The PNs are also relevant to information processing speed performance. The importance of deep grey matter volume in cognition is shown elsewhere8,40. The findings presented here highlight that intact connections of the second PN thalamus and putamen are important in maintaining information processing speed functioning beyond participant’s tissue volume. Pathological features of impaired connections include neuroaxonal damage, inflammation and neurodegeneration41. The association between thalamus strength of PN1 was only marginally associated with SDMT suggesting that maybe for cognition the PN2 is more sensitive in capturing such changes. Future studies could address this.

Limitations and future direction

There is no consensus as to how network hubs are defined23. Here, we used strength which has been used before in MS4. Additionally, the derived PNs do not correspond to previous work13. However, this could be due to differences in the tractogram reconstruction in which we used CSD, ACT and SIFT2 which alter internal connectivity and hence influence the derived subnetworks which are heavily dependent on the underlying connectivity. The effect of tractogram reconstruction techniques and PN analysis is beyond the scope of this study. Moreover, in this study we used the latest techniques to address reconstruction biases as shown previously8. However, histological validations are imperative to make direct links between imaging and pathology. The reduced number of participants with SDMT scores is discussed elsewhere8. Finally, we did not perform multiple comparisons correction. However, this is an exploratory study and we therefore believe that it is not appropriate to risk missing any significant associations due to conservative post-hoc analyses. Future studies could confirm the findings presented here.

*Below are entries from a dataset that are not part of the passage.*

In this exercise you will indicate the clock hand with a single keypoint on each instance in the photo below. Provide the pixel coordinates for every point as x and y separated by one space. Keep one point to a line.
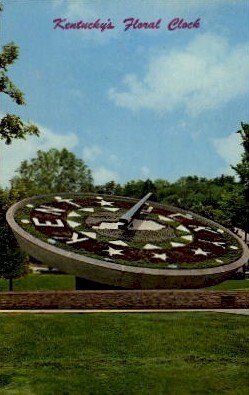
127 218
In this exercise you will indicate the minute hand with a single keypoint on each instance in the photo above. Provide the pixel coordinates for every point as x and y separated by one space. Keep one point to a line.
126 218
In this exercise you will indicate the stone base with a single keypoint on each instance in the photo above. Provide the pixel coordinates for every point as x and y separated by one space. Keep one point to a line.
82 284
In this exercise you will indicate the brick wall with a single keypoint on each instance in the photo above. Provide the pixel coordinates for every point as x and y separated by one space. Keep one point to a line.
152 299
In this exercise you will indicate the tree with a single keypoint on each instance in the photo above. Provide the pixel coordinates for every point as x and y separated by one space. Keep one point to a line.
242 169
13 261
53 171
11 126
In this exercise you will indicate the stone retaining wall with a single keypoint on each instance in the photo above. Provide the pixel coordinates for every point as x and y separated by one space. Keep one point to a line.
152 299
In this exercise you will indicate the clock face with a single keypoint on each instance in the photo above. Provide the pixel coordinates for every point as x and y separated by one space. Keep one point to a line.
158 236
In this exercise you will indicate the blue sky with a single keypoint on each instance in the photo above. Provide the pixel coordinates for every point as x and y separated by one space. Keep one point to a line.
132 104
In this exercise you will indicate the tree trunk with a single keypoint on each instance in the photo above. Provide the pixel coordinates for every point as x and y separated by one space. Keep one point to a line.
10 284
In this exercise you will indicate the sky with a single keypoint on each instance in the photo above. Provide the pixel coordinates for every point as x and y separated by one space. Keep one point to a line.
133 104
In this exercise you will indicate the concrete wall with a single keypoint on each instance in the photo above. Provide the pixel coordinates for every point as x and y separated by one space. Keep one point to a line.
156 299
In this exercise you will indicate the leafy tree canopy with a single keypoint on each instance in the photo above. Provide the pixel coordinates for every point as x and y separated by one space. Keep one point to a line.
11 126
51 172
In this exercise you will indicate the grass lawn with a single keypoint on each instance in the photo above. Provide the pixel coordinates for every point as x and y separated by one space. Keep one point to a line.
66 282
174 353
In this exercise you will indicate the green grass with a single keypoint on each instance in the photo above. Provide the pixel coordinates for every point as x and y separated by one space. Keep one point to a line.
66 282
175 353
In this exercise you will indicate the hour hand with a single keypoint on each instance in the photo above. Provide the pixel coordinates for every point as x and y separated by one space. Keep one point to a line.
126 219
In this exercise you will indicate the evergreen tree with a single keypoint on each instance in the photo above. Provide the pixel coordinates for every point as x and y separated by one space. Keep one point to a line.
242 169
11 126
53 171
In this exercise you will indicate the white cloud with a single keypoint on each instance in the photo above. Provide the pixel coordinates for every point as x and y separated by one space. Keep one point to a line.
91 153
101 175
12 155
205 75
229 149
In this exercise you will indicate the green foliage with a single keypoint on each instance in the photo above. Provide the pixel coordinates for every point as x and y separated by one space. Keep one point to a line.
242 170
53 171
11 126
13 262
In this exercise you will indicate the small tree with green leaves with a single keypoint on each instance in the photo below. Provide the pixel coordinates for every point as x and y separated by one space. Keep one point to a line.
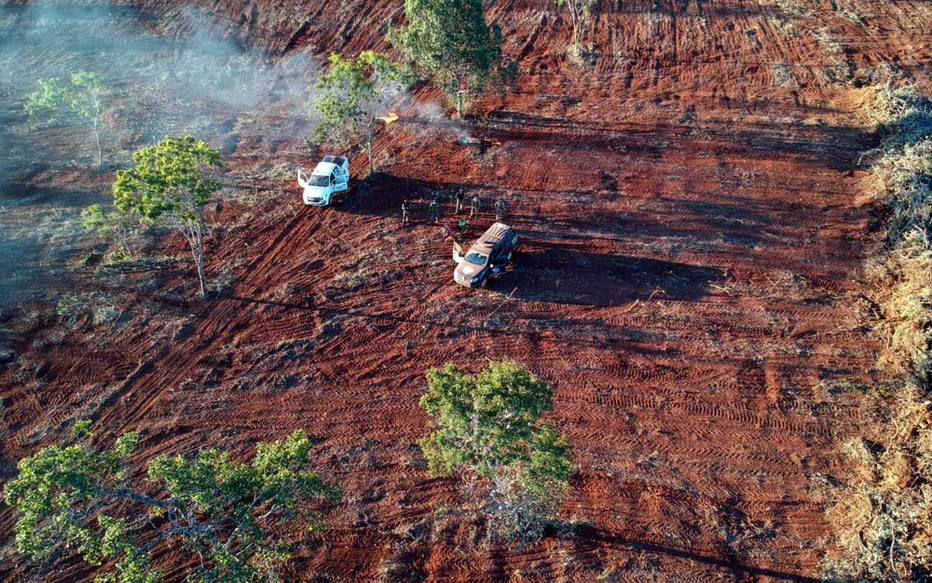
491 428
228 514
169 184
113 224
351 94
450 42
880 509
580 11
80 96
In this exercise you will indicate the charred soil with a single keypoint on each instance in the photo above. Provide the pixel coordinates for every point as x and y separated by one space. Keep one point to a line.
687 199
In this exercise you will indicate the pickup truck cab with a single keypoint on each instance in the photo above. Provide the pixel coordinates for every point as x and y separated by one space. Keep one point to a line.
487 257
329 176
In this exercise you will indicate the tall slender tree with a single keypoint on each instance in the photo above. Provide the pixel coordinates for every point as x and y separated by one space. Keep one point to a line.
450 42
352 94
580 11
169 184
491 427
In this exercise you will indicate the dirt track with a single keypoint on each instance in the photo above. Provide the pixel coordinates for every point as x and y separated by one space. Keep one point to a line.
687 281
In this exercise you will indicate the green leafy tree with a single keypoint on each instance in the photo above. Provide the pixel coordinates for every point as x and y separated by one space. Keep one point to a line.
227 514
351 94
80 96
169 183
491 428
580 11
113 224
451 43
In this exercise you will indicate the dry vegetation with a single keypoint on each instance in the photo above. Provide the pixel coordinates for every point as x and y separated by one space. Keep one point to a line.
882 514
903 163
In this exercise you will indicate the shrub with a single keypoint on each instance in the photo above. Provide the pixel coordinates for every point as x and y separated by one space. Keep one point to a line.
882 514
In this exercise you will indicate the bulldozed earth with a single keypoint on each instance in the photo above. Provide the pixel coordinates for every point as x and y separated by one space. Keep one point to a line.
693 214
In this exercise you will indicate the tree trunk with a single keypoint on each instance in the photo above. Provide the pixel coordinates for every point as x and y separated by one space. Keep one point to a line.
369 140
459 96
199 255
571 5
97 131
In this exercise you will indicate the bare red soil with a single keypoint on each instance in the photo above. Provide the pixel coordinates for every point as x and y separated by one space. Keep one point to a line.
687 281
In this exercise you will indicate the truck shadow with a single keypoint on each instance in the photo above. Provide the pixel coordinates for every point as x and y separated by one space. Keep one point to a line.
566 274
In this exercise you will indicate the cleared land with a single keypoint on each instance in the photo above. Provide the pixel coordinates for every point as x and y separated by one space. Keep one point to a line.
693 222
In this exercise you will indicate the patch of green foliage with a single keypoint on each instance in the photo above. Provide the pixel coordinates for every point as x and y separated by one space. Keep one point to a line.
580 11
227 514
80 96
450 42
169 184
491 428
351 94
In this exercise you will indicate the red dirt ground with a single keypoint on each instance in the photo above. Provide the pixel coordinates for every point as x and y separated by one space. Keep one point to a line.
687 281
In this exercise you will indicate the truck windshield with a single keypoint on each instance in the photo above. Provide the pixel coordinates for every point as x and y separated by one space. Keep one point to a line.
476 258
319 180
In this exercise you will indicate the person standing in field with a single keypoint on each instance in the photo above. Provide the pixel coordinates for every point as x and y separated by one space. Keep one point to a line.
476 204
499 209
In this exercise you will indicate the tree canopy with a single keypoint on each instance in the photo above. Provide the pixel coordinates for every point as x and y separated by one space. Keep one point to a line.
492 426
80 96
450 42
169 183
580 11
351 94
227 514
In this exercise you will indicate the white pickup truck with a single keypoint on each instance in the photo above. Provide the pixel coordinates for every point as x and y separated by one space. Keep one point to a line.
330 175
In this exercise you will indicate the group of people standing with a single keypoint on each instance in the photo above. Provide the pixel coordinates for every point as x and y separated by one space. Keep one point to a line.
434 208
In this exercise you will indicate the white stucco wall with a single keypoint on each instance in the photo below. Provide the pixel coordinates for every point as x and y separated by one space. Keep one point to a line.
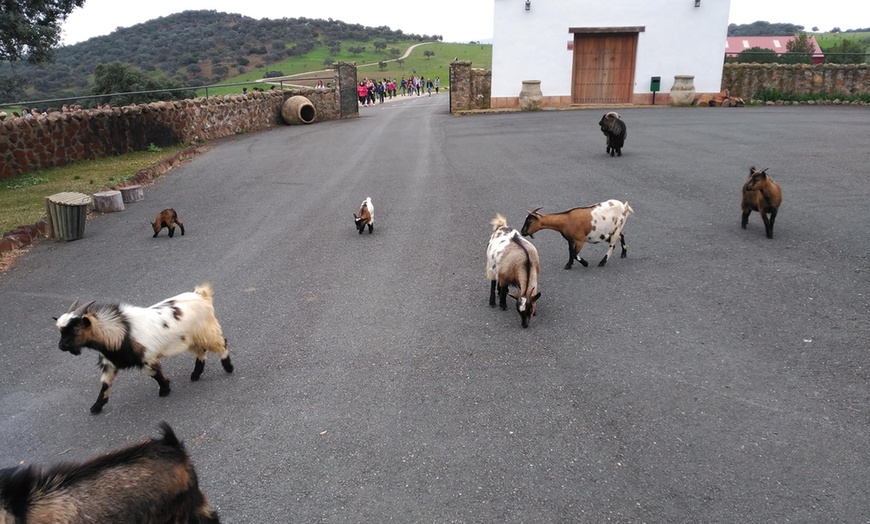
679 39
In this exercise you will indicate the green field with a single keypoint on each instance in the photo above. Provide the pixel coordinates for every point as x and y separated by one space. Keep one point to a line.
22 198
416 64
827 40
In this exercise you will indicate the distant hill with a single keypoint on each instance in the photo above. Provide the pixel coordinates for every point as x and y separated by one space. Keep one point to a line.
196 47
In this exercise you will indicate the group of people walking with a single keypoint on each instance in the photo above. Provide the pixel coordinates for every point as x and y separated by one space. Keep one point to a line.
372 91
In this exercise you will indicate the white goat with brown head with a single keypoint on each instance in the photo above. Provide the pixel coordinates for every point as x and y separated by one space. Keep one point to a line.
512 261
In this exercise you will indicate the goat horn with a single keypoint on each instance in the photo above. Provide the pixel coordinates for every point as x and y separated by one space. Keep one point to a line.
83 309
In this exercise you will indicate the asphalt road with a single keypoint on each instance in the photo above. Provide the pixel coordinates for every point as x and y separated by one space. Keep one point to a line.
714 375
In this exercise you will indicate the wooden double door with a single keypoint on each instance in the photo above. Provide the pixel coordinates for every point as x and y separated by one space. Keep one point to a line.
603 67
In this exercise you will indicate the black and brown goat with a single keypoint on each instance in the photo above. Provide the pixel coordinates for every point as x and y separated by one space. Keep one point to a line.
762 195
613 127
151 481
365 216
167 218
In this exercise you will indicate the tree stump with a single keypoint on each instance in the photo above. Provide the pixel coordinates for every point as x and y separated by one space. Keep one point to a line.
108 201
132 194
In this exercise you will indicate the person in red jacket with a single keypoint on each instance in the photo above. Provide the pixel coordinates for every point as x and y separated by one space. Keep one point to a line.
363 93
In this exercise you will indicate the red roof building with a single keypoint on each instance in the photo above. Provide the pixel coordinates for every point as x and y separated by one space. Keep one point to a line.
736 44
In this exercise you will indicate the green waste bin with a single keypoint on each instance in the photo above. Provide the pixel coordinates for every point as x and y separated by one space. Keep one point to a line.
67 214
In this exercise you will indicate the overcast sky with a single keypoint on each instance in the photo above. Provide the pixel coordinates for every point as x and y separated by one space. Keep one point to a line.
456 20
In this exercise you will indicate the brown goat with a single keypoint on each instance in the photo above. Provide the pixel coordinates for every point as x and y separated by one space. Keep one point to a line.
365 216
151 481
762 195
602 222
167 218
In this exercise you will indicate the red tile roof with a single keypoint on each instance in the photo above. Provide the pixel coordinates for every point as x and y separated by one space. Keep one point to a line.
736 44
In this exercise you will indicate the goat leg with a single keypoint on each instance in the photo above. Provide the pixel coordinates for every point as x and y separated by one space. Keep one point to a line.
155 371
198 367
768 224
107 378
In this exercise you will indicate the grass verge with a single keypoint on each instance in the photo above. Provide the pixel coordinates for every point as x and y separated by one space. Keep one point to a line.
22 198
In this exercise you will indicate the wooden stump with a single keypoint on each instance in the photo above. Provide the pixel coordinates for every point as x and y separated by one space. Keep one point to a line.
108 201
132 194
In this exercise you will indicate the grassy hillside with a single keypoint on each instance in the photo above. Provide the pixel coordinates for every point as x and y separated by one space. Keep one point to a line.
417 63
826 40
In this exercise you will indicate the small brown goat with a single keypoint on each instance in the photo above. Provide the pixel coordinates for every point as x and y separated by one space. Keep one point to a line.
167 218
152 481
365 216
762 195
602 222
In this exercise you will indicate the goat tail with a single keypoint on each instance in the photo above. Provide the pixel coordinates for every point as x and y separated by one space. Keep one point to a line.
498 221
169 437
205 290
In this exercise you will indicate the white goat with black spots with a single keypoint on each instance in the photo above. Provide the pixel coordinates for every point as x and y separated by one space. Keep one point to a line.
129 336
512 260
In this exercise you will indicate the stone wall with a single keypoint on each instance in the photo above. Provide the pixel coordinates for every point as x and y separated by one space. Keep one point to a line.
745 80
469 88
62 138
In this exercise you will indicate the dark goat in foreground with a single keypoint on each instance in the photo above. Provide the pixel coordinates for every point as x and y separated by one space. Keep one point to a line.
762 195
167 218
613 127
148 482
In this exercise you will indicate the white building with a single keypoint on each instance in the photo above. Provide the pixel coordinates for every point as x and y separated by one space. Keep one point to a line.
606 52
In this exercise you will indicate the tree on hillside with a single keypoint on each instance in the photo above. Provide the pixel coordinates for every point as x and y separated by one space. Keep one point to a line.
762 28
758 55
799 50
845 52
118 81
30 29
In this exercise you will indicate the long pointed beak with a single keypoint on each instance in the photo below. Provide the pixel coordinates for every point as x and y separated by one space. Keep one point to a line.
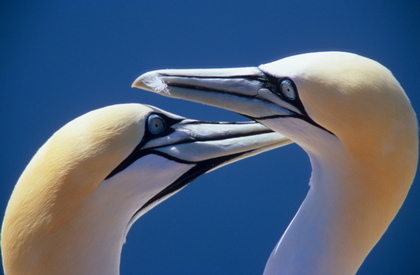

Future studies could also assess if hubs are still connected to the same nodes in MS or if their connectivity changes. Additionally, hubs and their connections might be particularly vulnerable to pathogenic factors due their central role in the network42, therefore future work could study whether there is a higher probability of lesions being present in PNs and/or whether the presence of lesions in the PNs is more detrimental for accumulation of disability. Additionally, both putamen and thalamus have shown the strongest volume changes upon treatment43 and hence it will be interesting to investigate how treatment affects PNs and if such changes are clinically relevant. Previous studies have suggested that the first two PNs typically capture the major connectivity features of the network, but the threshold is ultimately arbitrary. Investigation of more PNs could be addressed in future studies. Finally, longitudinal studies could investigate how the patterns of connectivity change over time and if they change in the same way in all MS subtypes.


In conclusion, we report that network hubs are relatively consistent across the various MS subtypes and in HCs. Additionally, a subset of network hubs forms specific PNs and specific nodal strengths within these subnetworks are associated with clinical disability and information processing speed dysfunction. These results highlight the potential utility of subnetwork-based approaches as imaging biomarkers for disease progression and for assessing treatment effects.